Athletes are often turned off by yoga because it seems too hard, too easy, or out of sync with their training. Triathlete, coach, and yoga teacher Sage Rountree demystifies yoga and explains exactly how it fits with training and competition. Yoga’s emphasis on form, focus, and breath translates to increased efficiency and enjoyment in your sport and your life.

This weekend, learn poses to increase your range of motion and flexibility, especially in the hips and hamstrings. Spend time cultivating sport-specific core strength and balance, examine yoga as mental training, and learn how incorporating yoga’s approach to mind-body integration can make you a better athlete. Practicing the poses and techniques taught in this workshop increases your flexibility, core strength, stability, balance, and physical and mental endurance while lowering recovery time and risk of injury.

Friday, January 23 (starting at 7:30 p.m.)–Sunday, January 25 (ending at 11:30 a.m.). Read more and register here!

Yoga for Athletes Five-Day Teachers’ Intensive

As more and more athletes credit yoga with taking their performance to the next level, the field of yoga for athletes is growing in exciting directions. Specializing in yoga for athletes allows you to share yoga’s benefits with a new, receptive population. Sage Rountree, a pioneer in the field, has multifaceted experience as a coach, athlete, and teacher working with endurance-sports athletes and collegiate teams.

This five-day intensive on yoga for sports training is designed for yoga teachers interested in working with athletes of all sports; it will also be useful for coaches, PE teachers, and personal trainers. In lecture, group discussion, led yoga sequences, and practice teaching, we will cover:
  • Philosophy: learn clear and easy ways to describe yoga philosophy in ways your athletes will appreciate
  • Physiology: consider the role yoga plays in the context of a training cycle so you can best serve your students
  • Psychology: understand the needs, abilities, and limitations that athletes bring to a yoga practice
  • Pedagogy: learn to modify classes for athletes of various sports, differing levels of experience, and all points in the training cycle
  • Profession: define your business goals, structure a working plan, and embark on a successful career teaching yoga to athletes and everyone

Participants will gain a new awareness of the parallels between yoga and sports training and will leave feeling empowered to teach yoga to athletes in studio, gym, team, or one-on-one settings. The workshop may also be used for CEUs and CECs, including Yoga Alliance contact hours and five USAT CEU credits; contact Sage for details.
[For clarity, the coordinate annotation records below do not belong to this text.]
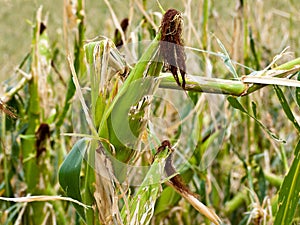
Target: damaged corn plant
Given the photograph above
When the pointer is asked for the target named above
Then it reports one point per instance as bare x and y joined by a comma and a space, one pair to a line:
139, 139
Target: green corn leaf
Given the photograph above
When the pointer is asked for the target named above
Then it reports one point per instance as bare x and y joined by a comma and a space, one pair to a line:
69, 173
286, 107
237, 105
289, 192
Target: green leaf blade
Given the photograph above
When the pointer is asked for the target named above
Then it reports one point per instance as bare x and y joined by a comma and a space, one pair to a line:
69, 173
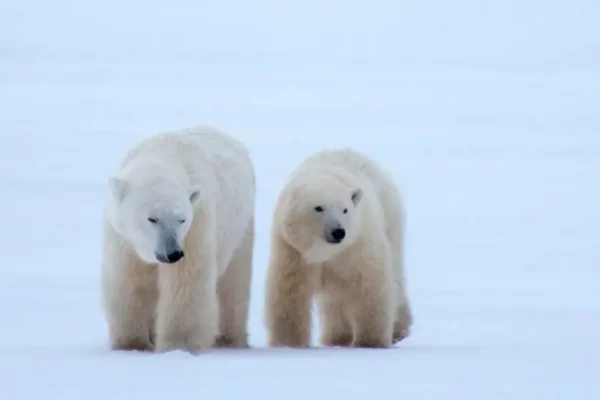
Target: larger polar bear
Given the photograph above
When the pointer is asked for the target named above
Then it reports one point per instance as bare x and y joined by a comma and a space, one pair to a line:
178, 242
337, 237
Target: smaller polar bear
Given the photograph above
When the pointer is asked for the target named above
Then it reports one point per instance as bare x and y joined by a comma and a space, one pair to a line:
178, 243
337, 237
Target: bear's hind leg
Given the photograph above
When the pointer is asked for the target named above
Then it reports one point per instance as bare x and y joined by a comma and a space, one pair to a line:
234, 295
404, 318
335, 326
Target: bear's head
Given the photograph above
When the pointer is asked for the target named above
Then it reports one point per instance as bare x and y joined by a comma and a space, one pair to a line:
321, 217
153, 217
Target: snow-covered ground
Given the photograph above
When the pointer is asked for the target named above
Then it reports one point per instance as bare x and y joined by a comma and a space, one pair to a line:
488, 114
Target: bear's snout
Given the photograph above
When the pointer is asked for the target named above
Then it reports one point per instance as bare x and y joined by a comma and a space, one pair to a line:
170, 258
335, 236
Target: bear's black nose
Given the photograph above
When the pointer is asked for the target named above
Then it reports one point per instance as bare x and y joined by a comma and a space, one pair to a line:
338, 234
175, 256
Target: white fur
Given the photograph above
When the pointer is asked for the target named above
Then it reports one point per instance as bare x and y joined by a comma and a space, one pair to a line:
197, 187
359, 282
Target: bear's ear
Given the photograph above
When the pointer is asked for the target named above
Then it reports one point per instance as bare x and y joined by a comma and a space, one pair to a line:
118, 187
195, 196
356, 196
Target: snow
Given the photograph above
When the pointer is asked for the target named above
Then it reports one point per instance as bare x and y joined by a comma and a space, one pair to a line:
487, 113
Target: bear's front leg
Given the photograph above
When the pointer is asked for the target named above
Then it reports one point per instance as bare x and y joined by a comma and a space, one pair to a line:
374, 304
335, 327
188, 309
288, 298
129, 295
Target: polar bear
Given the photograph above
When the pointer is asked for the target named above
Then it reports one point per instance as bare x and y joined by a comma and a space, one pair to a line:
178, 239
337, 237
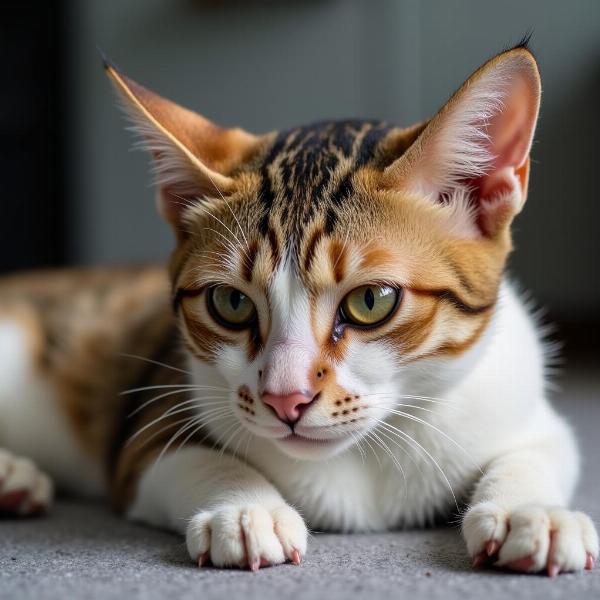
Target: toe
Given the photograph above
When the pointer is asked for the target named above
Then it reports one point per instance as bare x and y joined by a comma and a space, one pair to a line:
526, 546
484, 528
291, 532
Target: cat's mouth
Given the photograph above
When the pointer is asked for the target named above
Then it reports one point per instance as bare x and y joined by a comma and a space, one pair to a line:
301, 440
301, 446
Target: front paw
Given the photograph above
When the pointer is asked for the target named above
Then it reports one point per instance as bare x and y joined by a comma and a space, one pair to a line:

This intensive parallels the content of Sage’s online course on teaching yoga to athletes. After the training, you can choose to upgrade to a certification track. Upon completion of a take-home exam and submission of a teaching video, participants who are already teaching at the Yoga Alliance 200-hour level or have comparable experience will receive a certification in teaching yoga to athletes. In addition, the certification track includes free access to the online version of the course, which contains resources and specific sequences for working with different sports and needs, as well as ongoing support from Sage and your colleagues.